Suppose $PA$ is Peano arithmetic. For $m \in \mathbb{N}$ define $\overline{m}$ as a term in the language of $PA$ using the following recurrence.
$$\overline{0} = 0$$
$$\overline{m + 1} = S(\overline{m})$$
Now let’s say that $n \in \mathbb{N}$ is described by a formula $\phi(x)$ with a single free variable $x$ iff $PA \vdash \forall x (\phi(x) \to (x = \overline{n}))$ and let’s say that a function $f: \mathbb{N} \to \mathbb{N}$ is described by a formula $\psi(x, y)$ with exactly two free variables $x$ and $y$ iff $\forall m \in \mathbb{N}$ $PA \vdash \forall x \forall y (((x = \overline{m}) \& \psi(x, y)) \to (y = \overline{f(x)}))$.
Any number is described by some formula (take for example $\phi(x) = ‘x = \overline{n}’$). However, not every function is described by a formula because there are continuum many functions but only countably many formulas.
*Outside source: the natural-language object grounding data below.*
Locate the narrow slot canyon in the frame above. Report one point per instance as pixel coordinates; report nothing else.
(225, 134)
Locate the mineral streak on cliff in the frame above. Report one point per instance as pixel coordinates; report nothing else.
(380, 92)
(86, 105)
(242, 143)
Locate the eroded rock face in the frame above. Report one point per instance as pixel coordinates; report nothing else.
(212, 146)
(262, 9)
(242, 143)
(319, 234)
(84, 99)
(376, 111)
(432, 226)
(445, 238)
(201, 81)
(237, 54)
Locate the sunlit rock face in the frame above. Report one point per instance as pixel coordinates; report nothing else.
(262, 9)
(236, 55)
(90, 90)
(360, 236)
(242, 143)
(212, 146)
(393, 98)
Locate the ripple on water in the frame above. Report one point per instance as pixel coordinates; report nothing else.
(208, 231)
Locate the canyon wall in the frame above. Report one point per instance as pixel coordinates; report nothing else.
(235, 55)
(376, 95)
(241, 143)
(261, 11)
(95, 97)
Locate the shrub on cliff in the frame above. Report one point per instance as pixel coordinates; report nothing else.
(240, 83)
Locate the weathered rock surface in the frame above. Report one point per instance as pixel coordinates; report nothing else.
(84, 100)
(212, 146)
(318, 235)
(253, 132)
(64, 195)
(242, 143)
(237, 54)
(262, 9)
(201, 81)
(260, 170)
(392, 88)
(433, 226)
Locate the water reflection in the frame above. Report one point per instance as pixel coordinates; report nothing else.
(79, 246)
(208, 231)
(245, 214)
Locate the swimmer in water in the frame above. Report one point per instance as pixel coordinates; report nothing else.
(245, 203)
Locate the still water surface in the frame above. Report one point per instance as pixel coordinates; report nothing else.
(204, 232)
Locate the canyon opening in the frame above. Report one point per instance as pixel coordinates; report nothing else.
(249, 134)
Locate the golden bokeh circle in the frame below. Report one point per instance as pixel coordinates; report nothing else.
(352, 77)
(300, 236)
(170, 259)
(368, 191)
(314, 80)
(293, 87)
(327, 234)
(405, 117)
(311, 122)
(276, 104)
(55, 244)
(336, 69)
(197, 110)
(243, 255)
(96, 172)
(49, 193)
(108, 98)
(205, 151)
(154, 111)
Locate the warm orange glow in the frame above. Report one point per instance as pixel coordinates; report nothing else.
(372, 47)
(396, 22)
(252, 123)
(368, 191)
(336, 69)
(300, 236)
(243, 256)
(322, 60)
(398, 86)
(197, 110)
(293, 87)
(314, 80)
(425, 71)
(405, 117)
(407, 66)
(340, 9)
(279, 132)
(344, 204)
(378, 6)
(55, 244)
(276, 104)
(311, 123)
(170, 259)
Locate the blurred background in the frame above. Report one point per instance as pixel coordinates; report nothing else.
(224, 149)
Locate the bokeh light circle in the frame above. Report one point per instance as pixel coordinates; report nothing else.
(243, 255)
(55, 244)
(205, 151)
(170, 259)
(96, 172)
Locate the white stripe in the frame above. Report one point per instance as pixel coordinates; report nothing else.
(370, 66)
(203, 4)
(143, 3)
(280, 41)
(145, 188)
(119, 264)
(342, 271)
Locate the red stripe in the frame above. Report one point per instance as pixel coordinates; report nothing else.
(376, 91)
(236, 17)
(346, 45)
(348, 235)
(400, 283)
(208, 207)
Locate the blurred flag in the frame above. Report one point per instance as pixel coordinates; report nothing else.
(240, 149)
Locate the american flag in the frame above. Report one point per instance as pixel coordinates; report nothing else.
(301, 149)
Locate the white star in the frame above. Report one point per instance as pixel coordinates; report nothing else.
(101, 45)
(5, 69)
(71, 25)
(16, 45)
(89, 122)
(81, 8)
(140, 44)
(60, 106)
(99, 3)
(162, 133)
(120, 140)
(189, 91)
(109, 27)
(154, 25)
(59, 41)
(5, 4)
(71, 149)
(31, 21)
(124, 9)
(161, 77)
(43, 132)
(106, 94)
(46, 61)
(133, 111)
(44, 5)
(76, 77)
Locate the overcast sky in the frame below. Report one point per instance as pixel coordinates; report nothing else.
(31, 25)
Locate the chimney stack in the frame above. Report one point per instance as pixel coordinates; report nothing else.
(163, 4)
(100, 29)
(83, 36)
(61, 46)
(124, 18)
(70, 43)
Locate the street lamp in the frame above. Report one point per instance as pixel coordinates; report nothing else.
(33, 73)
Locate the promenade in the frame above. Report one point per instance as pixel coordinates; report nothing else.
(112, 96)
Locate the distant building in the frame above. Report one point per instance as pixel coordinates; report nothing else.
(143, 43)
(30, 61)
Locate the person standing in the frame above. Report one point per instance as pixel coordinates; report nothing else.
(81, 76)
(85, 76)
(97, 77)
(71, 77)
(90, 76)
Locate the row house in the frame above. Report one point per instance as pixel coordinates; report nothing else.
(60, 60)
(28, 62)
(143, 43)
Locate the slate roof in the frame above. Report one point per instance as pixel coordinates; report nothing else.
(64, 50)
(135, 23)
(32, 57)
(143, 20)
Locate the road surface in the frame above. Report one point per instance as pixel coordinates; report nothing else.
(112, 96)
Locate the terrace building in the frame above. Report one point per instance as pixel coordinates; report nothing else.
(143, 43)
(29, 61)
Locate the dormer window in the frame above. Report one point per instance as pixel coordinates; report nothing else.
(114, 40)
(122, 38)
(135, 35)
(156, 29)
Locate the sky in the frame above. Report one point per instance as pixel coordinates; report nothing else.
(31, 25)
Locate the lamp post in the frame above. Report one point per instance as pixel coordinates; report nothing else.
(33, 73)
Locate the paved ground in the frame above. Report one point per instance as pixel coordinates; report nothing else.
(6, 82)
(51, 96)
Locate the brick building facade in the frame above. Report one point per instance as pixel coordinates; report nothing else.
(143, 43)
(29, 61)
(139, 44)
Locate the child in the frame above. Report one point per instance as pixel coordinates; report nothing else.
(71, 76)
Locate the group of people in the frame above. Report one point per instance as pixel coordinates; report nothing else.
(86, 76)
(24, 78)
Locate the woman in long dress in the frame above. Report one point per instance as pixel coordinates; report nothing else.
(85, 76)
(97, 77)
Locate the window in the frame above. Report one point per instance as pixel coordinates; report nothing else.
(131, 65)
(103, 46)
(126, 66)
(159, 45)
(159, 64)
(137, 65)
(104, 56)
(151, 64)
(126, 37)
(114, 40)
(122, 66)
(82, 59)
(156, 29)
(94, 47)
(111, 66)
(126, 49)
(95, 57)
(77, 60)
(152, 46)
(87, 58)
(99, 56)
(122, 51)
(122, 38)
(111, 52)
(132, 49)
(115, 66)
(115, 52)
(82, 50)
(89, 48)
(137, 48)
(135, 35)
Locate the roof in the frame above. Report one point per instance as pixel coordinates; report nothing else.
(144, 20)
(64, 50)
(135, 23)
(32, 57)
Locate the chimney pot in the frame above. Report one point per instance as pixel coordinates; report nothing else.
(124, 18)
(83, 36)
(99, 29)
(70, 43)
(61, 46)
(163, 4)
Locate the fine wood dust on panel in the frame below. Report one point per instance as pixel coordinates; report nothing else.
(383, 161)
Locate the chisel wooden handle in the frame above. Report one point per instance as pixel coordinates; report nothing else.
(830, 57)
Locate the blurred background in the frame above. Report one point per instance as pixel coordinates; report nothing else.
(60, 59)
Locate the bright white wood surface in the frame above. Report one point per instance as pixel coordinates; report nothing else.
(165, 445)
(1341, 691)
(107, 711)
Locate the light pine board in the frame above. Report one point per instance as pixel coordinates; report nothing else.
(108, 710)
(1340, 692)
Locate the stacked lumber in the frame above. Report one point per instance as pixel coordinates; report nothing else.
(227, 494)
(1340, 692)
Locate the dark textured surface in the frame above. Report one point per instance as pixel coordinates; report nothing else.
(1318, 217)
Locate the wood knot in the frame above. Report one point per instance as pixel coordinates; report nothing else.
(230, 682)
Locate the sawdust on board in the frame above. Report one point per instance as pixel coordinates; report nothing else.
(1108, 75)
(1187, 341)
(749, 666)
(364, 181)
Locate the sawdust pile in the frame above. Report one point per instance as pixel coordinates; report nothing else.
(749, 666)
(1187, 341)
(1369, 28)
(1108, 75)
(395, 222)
Let’s define a function $L: \mathbb{N} \to \mathbb{N}$ that maps any natural number $n$ to the minimal possible length (number of symbols in the word) of a formula that describes $n$.
My question is:
Can $L$ be described by a formula?
No, it can not.
Define $\Gamma(n) = \min\{x| L(x) \geq 4n\}$. Then if $L(x)$ is described by a formula $\psi(x, y)$, then $\Gamma$ is described by a formula $$\xi(x, y) = "\forall t ((t < x\times\overline{4}) \to \neg \psi(y, t)) \& \forall z ((z < y) \to \exists d ((d \leq x\times\overline{4}) \& \psi(y, d)))"$$
Now suppose $\lambda$ is the length of $\xi$. From the fact, that $\xi(x, y)$ describes $\Gamma$ it follows, that $\phi(y) = "\forall x ((x = \overline{n}) \to \xi(x, y))"$ describes $\Gamma(n)$. From that we can conclude, that $L(\Gamma(n)) \leq 10 + \lambda + 3n$. But on the other hand, $L(\Gamma(n)) \geq 4n$ by definition. And here we get the contradiction.